The figure against the door advanced a pace or two. "I am Mortimer Ferne, Sir Francis Drake."
There was a pause, while Drake, staring as at one just risen from the dead, got slowly to his feet.
"Long ago," continued the apparition, "we had some slight acquaintance--but now 'tis natural that you know me not.... I pray you to believe me that until you drew near the window I thought Sir John Nevil alone in the room; moreover, that I have heard no word of counsel, saving only the word itself."
"I hear you, sir," answered Drake, icily. "Fair words and smooth--oh, very courtier-like words! Oh, your very good assurance!--but I choose my own assurance, which dwells in the fact that naught has been said to which the Spaniard is not welcome!"

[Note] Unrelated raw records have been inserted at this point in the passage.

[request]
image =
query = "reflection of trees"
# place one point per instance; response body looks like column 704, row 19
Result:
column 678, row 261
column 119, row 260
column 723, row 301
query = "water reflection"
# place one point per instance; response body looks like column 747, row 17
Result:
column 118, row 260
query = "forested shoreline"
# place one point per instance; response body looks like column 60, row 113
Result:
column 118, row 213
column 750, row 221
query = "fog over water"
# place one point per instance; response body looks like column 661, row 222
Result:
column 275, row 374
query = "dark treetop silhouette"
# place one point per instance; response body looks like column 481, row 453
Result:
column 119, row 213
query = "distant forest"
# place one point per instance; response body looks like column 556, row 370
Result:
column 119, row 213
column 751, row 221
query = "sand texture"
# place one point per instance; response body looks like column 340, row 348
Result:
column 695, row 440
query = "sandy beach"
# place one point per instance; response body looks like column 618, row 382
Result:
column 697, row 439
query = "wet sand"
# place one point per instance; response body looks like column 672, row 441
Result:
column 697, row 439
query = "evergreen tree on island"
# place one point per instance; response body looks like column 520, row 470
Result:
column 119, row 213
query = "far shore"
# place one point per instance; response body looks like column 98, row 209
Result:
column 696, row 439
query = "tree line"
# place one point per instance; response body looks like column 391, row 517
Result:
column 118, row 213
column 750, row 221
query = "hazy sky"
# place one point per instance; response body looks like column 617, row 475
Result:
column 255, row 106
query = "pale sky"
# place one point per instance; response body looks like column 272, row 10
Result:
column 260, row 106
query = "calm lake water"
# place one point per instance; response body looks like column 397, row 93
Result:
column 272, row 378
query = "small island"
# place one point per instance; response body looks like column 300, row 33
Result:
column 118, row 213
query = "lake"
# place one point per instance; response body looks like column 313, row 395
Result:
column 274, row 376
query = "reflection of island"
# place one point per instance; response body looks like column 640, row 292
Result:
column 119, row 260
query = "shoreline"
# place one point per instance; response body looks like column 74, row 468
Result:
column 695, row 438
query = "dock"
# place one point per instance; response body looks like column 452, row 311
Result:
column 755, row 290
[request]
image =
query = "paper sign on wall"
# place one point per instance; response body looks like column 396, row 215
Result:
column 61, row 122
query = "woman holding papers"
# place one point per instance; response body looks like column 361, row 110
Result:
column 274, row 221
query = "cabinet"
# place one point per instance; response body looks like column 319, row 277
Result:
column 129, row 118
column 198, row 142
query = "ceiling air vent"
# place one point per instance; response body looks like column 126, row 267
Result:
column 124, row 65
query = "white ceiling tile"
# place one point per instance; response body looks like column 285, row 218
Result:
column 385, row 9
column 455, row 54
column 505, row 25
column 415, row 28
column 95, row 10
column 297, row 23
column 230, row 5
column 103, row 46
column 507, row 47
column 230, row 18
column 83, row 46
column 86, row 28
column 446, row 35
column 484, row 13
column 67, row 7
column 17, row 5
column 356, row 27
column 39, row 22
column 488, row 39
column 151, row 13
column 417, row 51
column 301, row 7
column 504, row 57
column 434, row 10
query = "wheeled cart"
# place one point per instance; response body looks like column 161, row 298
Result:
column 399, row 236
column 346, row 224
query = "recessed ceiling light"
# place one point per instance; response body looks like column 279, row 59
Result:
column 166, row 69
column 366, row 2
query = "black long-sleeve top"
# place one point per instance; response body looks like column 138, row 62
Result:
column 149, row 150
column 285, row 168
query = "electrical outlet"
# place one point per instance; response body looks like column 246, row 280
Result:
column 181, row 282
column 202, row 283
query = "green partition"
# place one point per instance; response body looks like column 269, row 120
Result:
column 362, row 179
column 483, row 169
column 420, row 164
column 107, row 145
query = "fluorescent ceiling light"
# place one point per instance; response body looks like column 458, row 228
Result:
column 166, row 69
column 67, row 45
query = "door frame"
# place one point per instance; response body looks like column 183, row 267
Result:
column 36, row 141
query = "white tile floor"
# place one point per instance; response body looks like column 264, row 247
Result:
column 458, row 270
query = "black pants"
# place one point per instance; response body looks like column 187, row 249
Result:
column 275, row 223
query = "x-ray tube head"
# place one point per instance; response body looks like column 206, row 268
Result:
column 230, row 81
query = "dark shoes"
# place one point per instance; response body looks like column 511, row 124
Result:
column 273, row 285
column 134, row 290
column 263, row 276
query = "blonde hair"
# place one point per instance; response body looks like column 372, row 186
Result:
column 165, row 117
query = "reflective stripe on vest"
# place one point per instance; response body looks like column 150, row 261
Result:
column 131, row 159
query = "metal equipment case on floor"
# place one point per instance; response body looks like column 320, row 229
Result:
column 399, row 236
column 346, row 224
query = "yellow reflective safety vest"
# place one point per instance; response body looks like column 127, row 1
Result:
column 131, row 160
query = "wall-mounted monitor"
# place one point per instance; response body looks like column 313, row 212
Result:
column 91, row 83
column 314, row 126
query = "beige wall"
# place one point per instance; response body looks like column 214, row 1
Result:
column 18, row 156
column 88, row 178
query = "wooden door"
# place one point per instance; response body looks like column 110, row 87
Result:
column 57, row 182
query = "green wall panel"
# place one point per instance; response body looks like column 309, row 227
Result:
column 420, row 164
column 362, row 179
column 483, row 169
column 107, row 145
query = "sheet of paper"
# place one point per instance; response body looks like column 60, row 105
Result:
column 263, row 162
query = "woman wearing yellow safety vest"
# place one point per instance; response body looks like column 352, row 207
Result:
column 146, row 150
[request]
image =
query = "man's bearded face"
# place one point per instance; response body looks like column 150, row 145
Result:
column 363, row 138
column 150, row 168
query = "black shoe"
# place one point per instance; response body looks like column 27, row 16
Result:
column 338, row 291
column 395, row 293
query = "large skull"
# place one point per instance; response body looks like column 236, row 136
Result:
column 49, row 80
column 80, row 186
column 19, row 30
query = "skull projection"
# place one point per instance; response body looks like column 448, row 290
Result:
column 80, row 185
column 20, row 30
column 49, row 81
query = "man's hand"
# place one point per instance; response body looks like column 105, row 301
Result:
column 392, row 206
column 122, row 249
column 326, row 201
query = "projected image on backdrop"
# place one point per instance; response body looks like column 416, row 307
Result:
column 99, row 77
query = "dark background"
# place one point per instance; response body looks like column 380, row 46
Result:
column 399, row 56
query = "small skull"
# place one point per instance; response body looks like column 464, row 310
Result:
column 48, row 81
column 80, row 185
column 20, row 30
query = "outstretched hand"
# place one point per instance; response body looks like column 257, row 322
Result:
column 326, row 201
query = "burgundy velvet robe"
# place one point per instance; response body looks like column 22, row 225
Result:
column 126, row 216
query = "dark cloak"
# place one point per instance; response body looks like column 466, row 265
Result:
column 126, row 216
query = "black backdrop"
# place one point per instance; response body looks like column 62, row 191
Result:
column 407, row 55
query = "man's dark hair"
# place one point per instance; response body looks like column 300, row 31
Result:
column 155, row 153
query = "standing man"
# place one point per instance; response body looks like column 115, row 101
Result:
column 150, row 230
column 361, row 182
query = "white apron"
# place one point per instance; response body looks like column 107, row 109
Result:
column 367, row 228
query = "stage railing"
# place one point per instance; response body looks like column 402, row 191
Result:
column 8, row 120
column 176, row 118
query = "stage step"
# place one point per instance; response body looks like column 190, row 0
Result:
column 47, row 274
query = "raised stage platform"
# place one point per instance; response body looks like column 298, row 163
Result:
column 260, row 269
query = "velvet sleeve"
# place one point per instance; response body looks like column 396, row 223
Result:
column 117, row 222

Nevil drew in his breath with a grieved, impatient sigh, but Sir Mortimer stood motionless, nor seemed to care to find answering words. The blood had mounted to his brow, but the eyes which gazed past the speaker into the magnificent heart of the dawn were very clear, very patient. Moments passed while Drake, the great sea-captain, sat, striking his booted foot upon the floor, looking from Nevil, who had regained his usual calm, to the man with whom oblivion had no more to do. Suddenly he spoke:
"You are he who in the guise of a Spanish friar hath nursed our sick? Give you thanks!... Which of your ships, John Nevil, do you make over to this--this gentleman?"
Nevil, drawing himself up, would have answered with haughtiness, but with a quick gesture of entreaty Ferne himself took the word.
"Sir Francis Drake--Sir John Nevil," he said, "I pray that, because of me, you come not to cold words and looks which sort not with your noble friendship! I shall never again, Sir Francis Drake, command any ship whatsoever, hold any office, be other than I am,--a man so broken, so holpen by Almighty God, that he needs not earthly praise or blame.... I have a servant ill within the camp who will fret at my absence. Wilt let me begone, John?--but you must first explain to the sergeant this my transformation. Sir Francis Drake, so long as you tarry in Cartagena I submit myself to what restriction, what surveillance, upon which you and my former Admiral may determine."
"I will let you go but for a time," Nevil answered, firmly. "Later, I shall send for you and Robin to some fitter lodging." He turned to Drake. "Frank--Frank Drake, I but give again to all our sick the man to whom, under God, is owed this abatement of the fever. I pray you to await me here while I myself deliver him to the sergeant below. It is necessary, for he entered this room in disguise, who goes forth clad again as an English gentleman. Then will I tell you a story which I think that, four years agone, may have been given you rather by a man's foes than by his friends--and another story of deep repentance and of God's path, which is not our path;--and Francis Drake hath indeed changed overnight if he make of this a quarrel between him and John Nevil, or if he be not generously moved towards this gentleman whom I count as my friend and follower!"
"I will wait," said Drake, after a pause. "Give you good-day, sir. Your service to our sick is known, and for it our thanks are due. At the present I can say no more."
Ferne bowed in silence, then, with Nevil, left the room for the hall below, where the startled sergeant and his men saluted indeed Sir John Nevil, but kept their eyes upon the figure at his side.
Nevil, beckoning to the sergeant, drew off a few paces and gave in a lowered voice instructions to be borne to Captain Powell. Then the one knight mounted to the room where Drake awaited him, and the other went, guarded, through the tropic morn to the fevered and the restless, who yearned for him as the sick may yearn, and to the hut where Arden strove to restrain Robin-a-dale's cries for his master.